For years we’ve heard about the significance of packagers and their suppliers developing partnerships and building relationships. Apparently there remains work to be done, based on comments made April 15 at the 2013 Parenteral Drug Assn. (PDA) Annual Meeting in Orlando, FL.

During a track on “Innovative Approaches to Sterile Product Packaging,” Robert Swift, senior principal engineer at Amgen, said there was a need to better understand one another’s processes, and for manufacturers to learn about their suppliers and how they work with their commodity vendors. The more communication and understanding of how these processes work, the better. “There’s sometimes a lack of knowledge between packagers and their suppliers,” he believed. “When we don’t have that knowledge, we may not even know what questions to ask.” He urged packagers and suppliers to visit one another’s facilities as a way to improve relationships and business efficiencies.

Much of Swift’s presentation focused on plastic and glass container development for biologic parenterals. Testing methods are used to find defects. He recommended that in fill/finish operations, it’s wise to check if material scratches could be coming from the surface of conveyors in between different packaging machines.
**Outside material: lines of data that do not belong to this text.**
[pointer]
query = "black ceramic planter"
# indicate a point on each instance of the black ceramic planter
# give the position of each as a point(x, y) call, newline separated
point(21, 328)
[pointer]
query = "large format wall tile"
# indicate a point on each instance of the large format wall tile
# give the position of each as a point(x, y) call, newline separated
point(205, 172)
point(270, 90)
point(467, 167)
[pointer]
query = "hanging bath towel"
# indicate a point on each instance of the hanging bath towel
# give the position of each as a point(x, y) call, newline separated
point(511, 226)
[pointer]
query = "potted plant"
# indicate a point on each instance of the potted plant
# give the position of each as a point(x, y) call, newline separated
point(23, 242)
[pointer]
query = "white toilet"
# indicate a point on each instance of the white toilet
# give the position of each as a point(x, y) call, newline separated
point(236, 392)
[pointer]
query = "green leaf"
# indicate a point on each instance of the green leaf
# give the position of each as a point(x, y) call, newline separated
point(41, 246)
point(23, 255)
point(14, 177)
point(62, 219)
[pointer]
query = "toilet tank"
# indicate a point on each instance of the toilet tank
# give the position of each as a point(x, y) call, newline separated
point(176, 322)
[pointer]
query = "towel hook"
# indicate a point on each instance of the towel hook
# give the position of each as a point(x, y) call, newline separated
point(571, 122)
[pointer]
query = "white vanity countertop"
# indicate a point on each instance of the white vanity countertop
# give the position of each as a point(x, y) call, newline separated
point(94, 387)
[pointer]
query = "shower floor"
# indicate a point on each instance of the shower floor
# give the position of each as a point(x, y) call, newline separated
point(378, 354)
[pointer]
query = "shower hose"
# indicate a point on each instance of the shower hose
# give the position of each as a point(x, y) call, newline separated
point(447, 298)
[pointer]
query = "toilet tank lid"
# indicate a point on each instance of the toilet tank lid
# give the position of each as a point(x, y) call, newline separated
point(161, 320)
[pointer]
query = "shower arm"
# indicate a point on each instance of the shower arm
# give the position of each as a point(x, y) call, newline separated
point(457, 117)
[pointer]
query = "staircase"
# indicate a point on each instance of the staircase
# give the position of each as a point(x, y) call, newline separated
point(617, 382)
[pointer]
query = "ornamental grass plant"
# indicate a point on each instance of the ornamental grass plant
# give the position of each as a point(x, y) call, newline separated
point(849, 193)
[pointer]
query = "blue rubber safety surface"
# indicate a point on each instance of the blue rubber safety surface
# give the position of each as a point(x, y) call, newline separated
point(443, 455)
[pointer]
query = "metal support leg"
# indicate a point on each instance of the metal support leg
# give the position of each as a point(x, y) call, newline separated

The 2013 PDA Annual Meeting, “Modern Sterile Product Manufacturing—Exploring Best Practices and Seeking New Approaches,” included not only sessions, but also poster presentations and exhibits. An attendee list distributed at the show identified 743 total attendees (including additional exhibitor passes).

Following Swift, F. Andreas Toba, PhD with MEDInstill, addressed the “Correlation between Aerosol Bioburden and Surfact Contamination—Risk Analysis Fundamentals.” His conclusion and implications included the following:

• “The aerosolized bioburden is controlled and maintained after the initial charging of the chamber.”

• “A maintained and controlled aerosolized bioburden allows for correlation between time of exposure and bioburden on system surfaces. This generates and reproduces consistent and comparable data.”